Mass spectrometry has become a valuable tool for biologists and others in biotechnological fields. It has been employed to determine gene damage from environmental causes, identify structures of biomolecules, such as carbohydrates, nucleic acids, and steroids, sequence biopolymers such as proteins and oligosaccharides, determine how drugs are used by organisms, identify and quantify compounds of complex organic mixtures, and perform ultrasensitive multielement inorganic analyses.23 Combining the power of mass spectrometry with acoustic levitation provides a new analytical approach to handling and analyzing small biological samples without loss of analyte to the walls during sample preparation and handling. In this report, we investigate in situ mass spectrometric analysis of acoustically levitated droplets. We use pulsed corona discharge along with time-resolved UV laser desorption and ion extraction to produce and extract ions from the levitator without disrupting the droplet.

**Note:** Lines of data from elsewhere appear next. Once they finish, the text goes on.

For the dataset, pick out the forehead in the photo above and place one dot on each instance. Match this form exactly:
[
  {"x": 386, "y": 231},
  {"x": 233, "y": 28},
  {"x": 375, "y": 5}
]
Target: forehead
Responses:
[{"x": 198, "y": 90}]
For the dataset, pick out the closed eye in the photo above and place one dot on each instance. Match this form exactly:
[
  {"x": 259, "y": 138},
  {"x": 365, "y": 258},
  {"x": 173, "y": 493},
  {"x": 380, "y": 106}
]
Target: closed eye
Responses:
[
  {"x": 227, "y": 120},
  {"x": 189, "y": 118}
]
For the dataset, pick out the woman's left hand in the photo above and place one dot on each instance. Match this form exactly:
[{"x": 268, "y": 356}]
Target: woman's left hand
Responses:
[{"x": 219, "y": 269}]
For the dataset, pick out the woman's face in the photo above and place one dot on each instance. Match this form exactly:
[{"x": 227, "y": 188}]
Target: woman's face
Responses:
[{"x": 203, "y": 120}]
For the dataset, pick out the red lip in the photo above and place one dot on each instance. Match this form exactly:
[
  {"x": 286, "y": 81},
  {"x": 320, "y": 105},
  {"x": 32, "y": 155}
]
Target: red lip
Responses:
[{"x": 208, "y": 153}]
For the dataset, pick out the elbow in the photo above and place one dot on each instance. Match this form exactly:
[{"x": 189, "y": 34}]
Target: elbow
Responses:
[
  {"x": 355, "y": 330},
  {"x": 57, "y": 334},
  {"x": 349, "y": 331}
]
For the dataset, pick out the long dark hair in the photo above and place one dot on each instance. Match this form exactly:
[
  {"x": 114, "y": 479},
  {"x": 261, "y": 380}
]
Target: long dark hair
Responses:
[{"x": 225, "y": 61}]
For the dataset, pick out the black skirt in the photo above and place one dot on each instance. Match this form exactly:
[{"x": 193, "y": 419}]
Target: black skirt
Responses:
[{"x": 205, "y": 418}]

The single-axis acoustic levitator used for these experiments has been described previously24 and implements the design principles outlined by Xie et al.25,26 Briefly, the acoustic levitator consists of a single oscillating disk (sound wave emitter) and a concave reflector. Between the emitter and reflector a standing sound wave is formed. Located below the node of this wave is a region of high pressure capable of supporting a droplet. The emitter consists of a flat aluminum disk with a radius of 15.9 mm and is driven at 20 kHz with an acoustic transducer (Misonix, Farmingdale, NY). The acoustic reflector was constructed in-house from aluminum and has a spherical radius of 33.5 mm. The vertical spacing between the emitter and reflector is adjusted using a micrometer screw. The levitation force is tuned by adjusting the sound pressure level through the changing transducer input voltage or by adjusting the emitter–reflector spacing. The emitter–reflector spacing is maintained near 28 mm so that three nodes exist between the emitter and the reflector with the drop being levitated at the center node. The acoustic levitator was mounted to a XYZ translation stage to allow proper positioning of the levitated droplet/levitator relative to the mass spectrometer inlet nozzle.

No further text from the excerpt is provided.